Some 300 folks from 44 states are attending the annual Washington Briefing” organized by the American Association of State Highway and Transportation Officials (AASHTO) at the Washington Court Hotel in the shadow the U.S. Capitol Building and they heard from the politicians who are going to shape infrastructure and transportation policy for next several years.
Many are longtime veterans of the political battlefields in the halls of Congress: House Transportation and Infrastructure (T&I) Committee Chairman Bill Shuster (R-PA) and House T&I Committee Ranking Member Rep. Peter DeFazio (D-Ore.), are just two of them.
They shared their thoughts on one of the more pressing issues facing President Trump’s infrastructure plans: how to fund it.
“How are we going to get that revenue? It’s going to come from a lot of different sources,” noted Shuster, such as the repatriation of taxes, user fees, cutting federal spending in other areas of the federal government so it can be shifted to fund infrastructure.
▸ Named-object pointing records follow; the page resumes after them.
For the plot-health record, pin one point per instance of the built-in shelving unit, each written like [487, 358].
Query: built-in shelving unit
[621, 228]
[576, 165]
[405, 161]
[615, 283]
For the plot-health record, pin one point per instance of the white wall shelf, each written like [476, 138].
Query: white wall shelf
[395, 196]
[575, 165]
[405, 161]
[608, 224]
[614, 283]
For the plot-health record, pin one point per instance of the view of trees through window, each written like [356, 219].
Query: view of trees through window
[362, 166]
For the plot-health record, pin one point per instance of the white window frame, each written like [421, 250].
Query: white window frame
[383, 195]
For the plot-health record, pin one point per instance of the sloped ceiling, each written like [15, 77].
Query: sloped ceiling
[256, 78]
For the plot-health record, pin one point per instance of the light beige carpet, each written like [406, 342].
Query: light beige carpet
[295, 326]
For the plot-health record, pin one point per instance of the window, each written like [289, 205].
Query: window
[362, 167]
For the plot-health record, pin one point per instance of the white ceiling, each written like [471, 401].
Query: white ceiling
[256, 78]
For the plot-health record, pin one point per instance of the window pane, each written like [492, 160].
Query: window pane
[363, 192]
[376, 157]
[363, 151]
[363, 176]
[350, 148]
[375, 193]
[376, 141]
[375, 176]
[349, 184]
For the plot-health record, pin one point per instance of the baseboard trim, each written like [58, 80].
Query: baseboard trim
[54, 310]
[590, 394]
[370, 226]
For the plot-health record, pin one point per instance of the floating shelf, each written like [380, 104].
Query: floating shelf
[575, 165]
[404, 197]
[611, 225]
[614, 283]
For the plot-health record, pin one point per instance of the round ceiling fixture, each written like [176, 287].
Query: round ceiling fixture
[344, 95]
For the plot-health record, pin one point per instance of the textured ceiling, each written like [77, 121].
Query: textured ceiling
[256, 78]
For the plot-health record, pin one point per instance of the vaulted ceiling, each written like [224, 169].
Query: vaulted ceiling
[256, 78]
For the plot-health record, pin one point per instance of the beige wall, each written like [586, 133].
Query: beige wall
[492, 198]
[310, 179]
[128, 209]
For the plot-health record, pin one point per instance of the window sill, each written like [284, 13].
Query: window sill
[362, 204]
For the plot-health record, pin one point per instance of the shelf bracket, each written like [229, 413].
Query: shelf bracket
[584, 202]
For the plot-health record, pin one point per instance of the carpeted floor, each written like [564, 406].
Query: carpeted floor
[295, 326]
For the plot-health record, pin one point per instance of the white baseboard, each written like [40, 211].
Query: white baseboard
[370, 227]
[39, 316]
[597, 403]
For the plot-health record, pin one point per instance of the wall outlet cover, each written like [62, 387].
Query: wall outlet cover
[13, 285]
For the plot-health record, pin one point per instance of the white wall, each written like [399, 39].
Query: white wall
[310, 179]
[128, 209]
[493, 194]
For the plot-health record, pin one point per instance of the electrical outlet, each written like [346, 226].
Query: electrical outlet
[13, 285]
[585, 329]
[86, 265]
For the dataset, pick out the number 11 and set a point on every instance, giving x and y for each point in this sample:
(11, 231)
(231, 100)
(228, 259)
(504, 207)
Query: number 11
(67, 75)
Peter DeFazio noted that there is a “struggle” going on in the White House and Congress about the funding question. He believes there is a lot more “rank and file appetite” for spending on infrastructure and ways to get it – getting $60 billion in funding through a small tax on goods coming through U.S. harbors is one example he’s proposed.
Sen. John Barrasso (R-WY.), chairman of the U.S. Senate’s Environment and Public Works (EPW) committee noted that though there is “significant bickering” in Congress, in both the House of Representatives and the Senate, most agree on the need for infrastructure funding.
“All of us have needs, all of us have interests, and all of us have concerns: that is why I am always optimistic about what we can do for our infrastructure and for our highways,” he explained.
So; can the political logjams of the last eight years be broken in order to bring a big comprehensive infrastructure plan to the table? A plan that would significantly upgrade our nation’s economic competitiveness and improve freight throughput as well?
We’ll have to wait and see for the political process to make it happen is only just now beginning.